Dans les entretiens, Toussaint devance les accusations d’exhibitionnisme. Son choix de transparence se veut, comme celui de Ponge, une opération de démystification. Il assume, plutôt que de la fuir, la menace que peuvent représenter les brouillons « pour l’image que les écrivains souhaitent donner d’eux-mêmes ». Les éventuelles faiblesses et imperfections qu’on y découvre ont d’abord le mérite de montrer « que leurs livres ne sont pas sortis ex nihilo de la cuisse de Jupiter »21. À la métaphore du chemin et du cheminement, présente déjà chez Ponge, Toussaint ajoute l’image du cuisinier, où se manifeste avec plus d’insistance encore la matérialité dont s’accompagne l’acte d’écrire :
Pour moi, il ne pose aucun problème de laisser voir la manière dont je travaille, comment le texte avance et se construit, un peu à la manière d’un cuisinier japonais, qui ouvre ses cuisines aux regards, sans que cela n’implique en rien une incursion dans son espace privé22.

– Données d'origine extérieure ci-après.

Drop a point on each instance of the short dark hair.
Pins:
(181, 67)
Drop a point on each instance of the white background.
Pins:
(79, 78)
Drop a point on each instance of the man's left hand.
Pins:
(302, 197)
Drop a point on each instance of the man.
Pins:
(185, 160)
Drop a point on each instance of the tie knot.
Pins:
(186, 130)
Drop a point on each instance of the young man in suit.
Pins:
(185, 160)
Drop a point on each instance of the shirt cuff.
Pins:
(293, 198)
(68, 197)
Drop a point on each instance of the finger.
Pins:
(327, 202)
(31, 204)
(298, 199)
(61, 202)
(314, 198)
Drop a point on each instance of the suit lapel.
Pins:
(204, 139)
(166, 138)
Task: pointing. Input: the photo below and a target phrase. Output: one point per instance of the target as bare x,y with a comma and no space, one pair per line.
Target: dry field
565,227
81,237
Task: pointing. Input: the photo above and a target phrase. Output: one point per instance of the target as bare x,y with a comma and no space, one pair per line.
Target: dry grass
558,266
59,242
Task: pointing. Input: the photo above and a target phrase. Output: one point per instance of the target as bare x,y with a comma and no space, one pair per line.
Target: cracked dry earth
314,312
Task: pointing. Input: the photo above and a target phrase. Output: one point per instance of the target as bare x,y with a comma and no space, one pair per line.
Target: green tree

Si, à près d’un demi-siècle de distance23, les points de convergence entre Francis Ponge et Jean-Philippe Toussaint sont nombreux, ils s’ordonnent autour d’une différence fondamentale, qui est le media de publication et, en définitive, l’objet publié : chez l’un, le livre ; chez l’autre, le site.
La publication numérique peut en toute facilité accéder à des dimensions beaucoup plus vastes que celle du volume. Rendre accessible dans un site une immense quantité de documents typographiques, visuels, sonores ou audiovisuels est relativement aisé alors que la publication en livre d’un nombre trop important de pages soulève aussitôt des difficultés, surtout s’il s’agit de documents à teneur non-typographique (telle la reproduction facsimilaire des brouillons). Cette différence ayant trait aux proportions s’avère plus importante qu’il n’y paraît d’abord : les brouillons publiés par Ponge gravitent autour d’un poème unique, relativement court – « Le Pré », tout comme « La Figue », occupe quelques pages seulement dans la revue Tel quel, où il paraît pour la première fois –. Dans jptoussaint.com on se trouve face à un domaine infiniment plus étendu : les éléments avant-textuels représentent plusieurs milliers de pages et de documents photographiques, sonores ou audiovisuels, et ils se rapportant à un très grand nombre des créations, littéraires ou non-littéraires de l’auteur. À la différence de l’ouvrage publié, le site est toujours susceptible d’évoluer : sa publication s’accompagne très naturellement d’une dynamique in progress. Or l’extension de jptoussaint.com repose, dans une importante mesure, sur l’apparition de nouveaux brouillons liés à de nouvelles œuvres. Des documents rattachés à L’Appareil-photo, à La Télévision, à Autoportrait à l’étranger, absents en juin 201924, ont fait leur apparition. La conséquence de cette amplitude de volume est que l’exploration dans le site ne concerne pas seulement le sens restreint du mot œuvre – l’opus isolé – mais son sens global – les opera omnia, l’unité de la recherche d’un auteur à travers la somme de ses productions successives.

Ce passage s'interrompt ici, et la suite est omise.